As Breaking D readers know, Raymond and company actually started thinking about new doctrine almost as soon as Space Command was created. Since then, the Air Force has been holding senior level meetings on doctrinal development, and as Maj. Gen. John Shaw, head of Space Force Operations Command, said earlier this year, they included Navy and Army representatives to consider what lessons might be learned from them.

Doctrine matters because it guides military forces on how to carry out policy and strategy decisions. The armed services each boast their own doctrine, and the Joint Chiefs of Staff staff put together joint doctrine that guides how the services work together and attempts to standardize terminology.

Current doctrine covering space operations will have to change if it is to characterize space as a warfighting domain and reflect new chains of command. The central doctrinal document today for space is Joint Doctrine 3-14, Space Operations, last updated in 2018. Perhaps one its most important functions is defining the types of space operations that can be undertaken and in what circumstances — such as space control.

One of the key doctrinal changes required, experts say, will be to define not just passive defense operations, but also so-called ‘active defense’ operations. What is meant by ‘active defense’ — and how it is different than offensive operations — has long been less than clear. Further, Air Force officials — including Raymond — have been perfectly clear that Space Command, supported by Space Force, will be undertaking offensive space missions in the future — something that the US military long has been loathe to admit in public.

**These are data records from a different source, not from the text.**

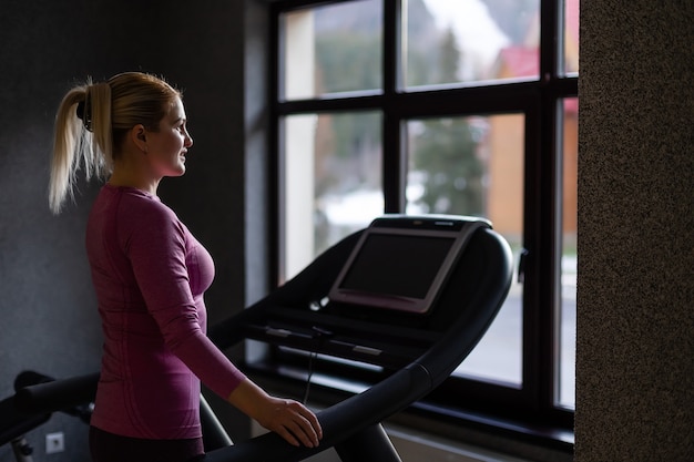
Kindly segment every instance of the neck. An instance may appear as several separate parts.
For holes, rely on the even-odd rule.
[[[113,165],[113,173],[109,178],[109,184],[112,186],[134,187],[145,193],[156,195],[160,181],[161,178],[146,178],[144,175],[139,174],[137,168],[131,168],[118,162]]]

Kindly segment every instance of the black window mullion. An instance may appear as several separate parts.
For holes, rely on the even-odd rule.
[[[402,213],[407,162],[402,148],[400,97],[400,0],[384,0],[382,175],[386,213]]]

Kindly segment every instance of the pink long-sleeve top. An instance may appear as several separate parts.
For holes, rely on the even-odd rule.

While doctrine development is moving apace, the highly political choice of where to base Space Command headquarters is moving farther away. Air Force Secretary Barbara Barrett told HASC lawmakers that in part due to the personnel moves required by standing up Space Force headquarters here in Washington, the service has decided to re-start the process for finding Space Command a home.

“We’re going to reopen that process and put forward criteria in detail, and invite all who think they have a good shot at it come and represent their communities,” she said. Barrett said that the new process would be announced in spring, but a final basing decision would not be made until either late this year or early next year.

As Breaking D readers know, the original effort to assess possible sites for Space Command HQ began at the end of August with six bases in the running: Buckley AFB, Cheyenne Mountain AFB, Peterson AFB and Schriever AFB in Colorado; Vandenberg AFB in California, and Redstone Arsenal. One can assume the representative congressional delegations will be eager to re-up their bids.

Lawmakers also pushed the Air Force leadership on integrating National Guard and Reserve forces into the Space Force, sooner rather than later. Both Barrett and Raymond rushed to assure HASC members that there would be a guard and reserve component. Raymond noted that the Air Force is required under the 2020 National Defense Authorization Act to do a review of the process for this.

Even more so than their Senate counterparts yesterday, HASC members cracked the whip on the need to bring down maintenance costs of the F-35 Joint Strike Fighter.

While not the only lawmaker to do so, Rep. John Garamendi was the most forceful on the issue — pointedly saying that the Air Force cannot solve the problem by giving the long-troubled Autonomic Logistics Information System (ALIS) system a new name, referring to Lockheed Martin’s decision in January to reinvent its approach under an effort called Operational Data Integrated Network (ODIN).

“Heads up, we’re not going to back off on this,” he warned. “The spurs are on and we’re gonna ride this hard until it’s resolved.”

Air Force Chief of Staff Gen. David Goldfein assured him that “ALIS to ODIN is not just a name change,” adding that he has seen “more movement on the program over the last six months than in the last two years.”

Garamendi quipped back: “Well, I think Lockheed Martin is in the audience and they know they are in deep trouble, and so do you.” Hello, Fort Worth and Orlando!